What The Women In The Bath Means (& Why Abra Must Face Her)
One ghost from The Shining who makes a big comeback in Doctor Sleep is Lorraine Massey, the spirit inhabiting the bathtub of Room 237. Once a seductress who ultimately committed suicide in the bathtub, Lorraine tried to strangle young Danny in The Shining and appeared as a young woman to Jack Torrance, who kissed her until he saw her reflection in the mirror and realized that he was actually kissing a rotting old woman. Lorraine is one of the strongest ghosts in the Overlook, which is why Room 237 has such a sinister energy, and she’s also the first ghost to follow Danny away from the hotel. With Dick Hallorann’s help he is able to lock her away in a box in his mind, but during the final fight with Rose the Hat she is released along with the rest of the ghosts.

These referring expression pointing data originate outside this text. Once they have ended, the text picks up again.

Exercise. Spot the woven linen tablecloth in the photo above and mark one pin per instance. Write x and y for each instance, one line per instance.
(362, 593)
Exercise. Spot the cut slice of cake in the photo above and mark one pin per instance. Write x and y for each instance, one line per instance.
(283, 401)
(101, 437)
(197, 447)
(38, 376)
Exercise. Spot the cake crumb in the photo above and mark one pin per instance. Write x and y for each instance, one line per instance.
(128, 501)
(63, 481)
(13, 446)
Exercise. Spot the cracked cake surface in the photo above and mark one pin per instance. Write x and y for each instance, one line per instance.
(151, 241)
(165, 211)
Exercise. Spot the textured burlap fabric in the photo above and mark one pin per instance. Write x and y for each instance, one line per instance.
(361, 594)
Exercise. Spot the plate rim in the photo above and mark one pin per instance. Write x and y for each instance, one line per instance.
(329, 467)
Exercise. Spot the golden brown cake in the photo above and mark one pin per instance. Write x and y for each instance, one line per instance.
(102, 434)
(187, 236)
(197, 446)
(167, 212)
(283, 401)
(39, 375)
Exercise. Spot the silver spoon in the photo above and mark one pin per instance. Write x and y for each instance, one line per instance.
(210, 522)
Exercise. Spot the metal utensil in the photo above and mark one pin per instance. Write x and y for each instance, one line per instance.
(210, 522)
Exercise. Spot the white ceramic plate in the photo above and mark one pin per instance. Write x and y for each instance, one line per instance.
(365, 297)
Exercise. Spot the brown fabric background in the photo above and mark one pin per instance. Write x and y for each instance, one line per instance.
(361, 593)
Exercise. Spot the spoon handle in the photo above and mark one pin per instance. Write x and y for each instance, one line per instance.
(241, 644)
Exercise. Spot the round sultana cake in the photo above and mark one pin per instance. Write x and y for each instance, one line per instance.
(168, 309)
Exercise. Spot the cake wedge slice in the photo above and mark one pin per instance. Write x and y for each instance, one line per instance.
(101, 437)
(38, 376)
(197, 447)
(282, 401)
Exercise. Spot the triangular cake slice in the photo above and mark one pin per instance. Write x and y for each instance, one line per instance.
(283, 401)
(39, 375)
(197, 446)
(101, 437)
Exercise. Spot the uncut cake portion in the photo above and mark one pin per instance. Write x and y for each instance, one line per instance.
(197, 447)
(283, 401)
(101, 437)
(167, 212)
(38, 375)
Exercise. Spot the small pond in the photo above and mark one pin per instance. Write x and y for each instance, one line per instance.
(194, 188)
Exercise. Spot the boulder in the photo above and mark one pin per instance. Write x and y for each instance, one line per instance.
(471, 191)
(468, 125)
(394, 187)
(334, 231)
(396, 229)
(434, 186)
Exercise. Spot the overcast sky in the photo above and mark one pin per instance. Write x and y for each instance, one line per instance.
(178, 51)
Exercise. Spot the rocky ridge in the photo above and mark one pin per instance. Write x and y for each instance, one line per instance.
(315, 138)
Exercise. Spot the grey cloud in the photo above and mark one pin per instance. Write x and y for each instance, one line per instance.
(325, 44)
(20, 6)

The Overlook may have been destroyed, but its ghosts weren’t, and just like they did with Danny they follow Abra in the hope of feeding on her. However, Abra is well-equipped to handle a few ghosts, and the movie ends with her entering the bathroom without fear. Like the shine vampires, Lorraine Massey’s ghost represents the way in which adults feed on children and rob them of their innocence, but thanks to Danny, Abra is prepared to deal with her. She might lock Mrs. Massey up into a box like Danny did, but given her power levels it’s more likely that she’ll just destroy the ghost outright.
What Doctor Sleep’s Ending Really Means
Speaking to CinemaBlend, about Dan’s alcoholism in Doctor Sleep, McGregor said, “Mike was very clear that The Shining was a novel that was written about alcoholism and addiction, and Doctor Sleep is a novel that was written about recovery.” Part of that recovery, for Dan, is journeying back to the start of where his alcoholism began, by returning to the Overlook Hotel and confronting the ghost of his father. During one of his AA meetings, Dan admits that since his father died when he was so young, the only way he could remember and feel close to him was by drinking and lashing out in anger to same way his father did. However, Jack Torrance also managed to get sober before his fateful journey to the Overlook Hotel, and Dan finds a healthier way to get to know his father by making that same journey to sobriety.
As in The Shining, the Overlook Hotel is a metaphor for addiction. Jack Torrance got sober after accidentally breaking young Danny’s arm while drunk, but the Overlook once again seduced him down a path towards hurting his loved ones. A key turning point in The Shining is when Lloyd the bartender pours Jack a drink, effectively acting like the whispering voice of addiction. For Dan, who became an alcoholic in imitation of his father, it makes sense that his Lloyd would be Jack Torrance. Unlike his father, however, Dan is able to use the tools of recovery to resist the temptation to fall back into old patterns, and his burning down the Overlook with himself inside is a way of ending that cycle of addiction - for Abra’s sake.